The Open Web Mind is a foundation for people to build on.

It includes anything that’s basic: anything essential to sharing human intelligence.

It excludes anything that’s not: anything over-specific; anything over-complicated; anything superfluous.

By focusing on the basics, it allows people to build on it in ways never imagined.

Principle 3 – Boundless

The Open Web Mind is designed to be boundless.

It should impose no limits: on the ideas it can represent, on the thoughts it can support, on the languages in which those thoughts and ideas may be expressed.

Principle 4 – Rough

The Open Web Mind will always be as messy as any human mind.

It will never be perfect and it will never be complete.

If it required perfection or completeness, progress towards perfection and completeness would be stifled.
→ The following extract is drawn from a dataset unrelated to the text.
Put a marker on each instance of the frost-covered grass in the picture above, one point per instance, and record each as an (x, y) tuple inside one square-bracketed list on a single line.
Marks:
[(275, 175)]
Instead, it embraces messiness: half-formed ideas, half-baked thoughts, rough approximations.

Principle 5 – Robust

One way to be robust is by owning everything: all search, all social, all commerce. That leads to closed-minded monopolies that try to throttle the competition.
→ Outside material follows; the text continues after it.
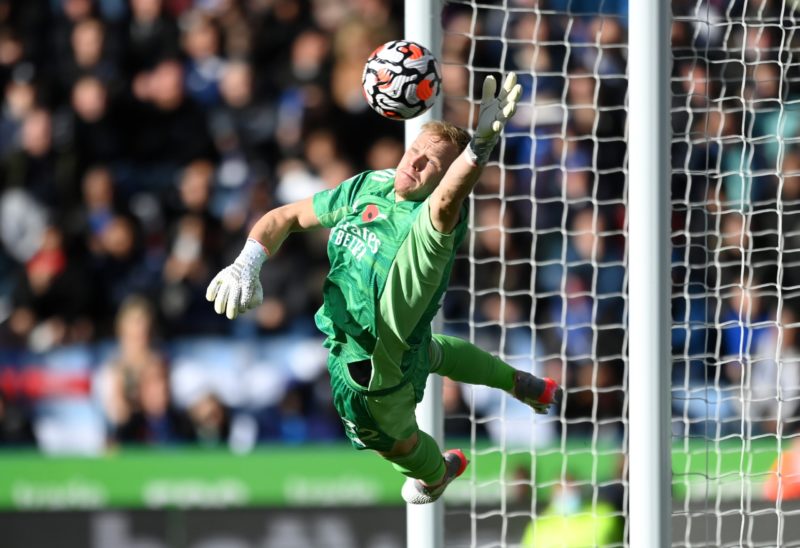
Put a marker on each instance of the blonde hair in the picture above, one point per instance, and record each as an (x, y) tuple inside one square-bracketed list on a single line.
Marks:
[(448, 132)]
The Open Web Mind seeks to be robust by allowing the people who build on it to own what they build. That leads to an open-minded movement of people who support each other’s efforts.

It seeks to be anti-fragile: the more people build on it – the deeper and the wider the movement – the less vulnerable it will be to those who might want to kill it.

Principle 6 – Human

The Open Web Mind isn’t artificial intelligence, it’s human intelligence.

It doesn’t think, we do.

Machine learning may have peripheral applications in the Open Web Mind, such as identifying abuse; but it’s not what the Open Web Mind is, at its core.

The Open Web Mind is human.

Principle 7 – Free

The Open Web Mind is free-as-in-freedom.

No one tells anyone else what to do.

When you create your own mind, you don’t have to ask for anyone’s permission. You ideate your own ideas and think your own thoughts.

If you don’t like the Open Web Mind hosting, you’re free to host your mind elsewhere.

If you don’t like the Open Web Mind protocol, you’re free to follow your own protocol.

If you want to build a business on Open Web Mind principles, software and data, go right ahead.

As far as is feasible within the limits of the law, the Open Web Mind opts for freedom.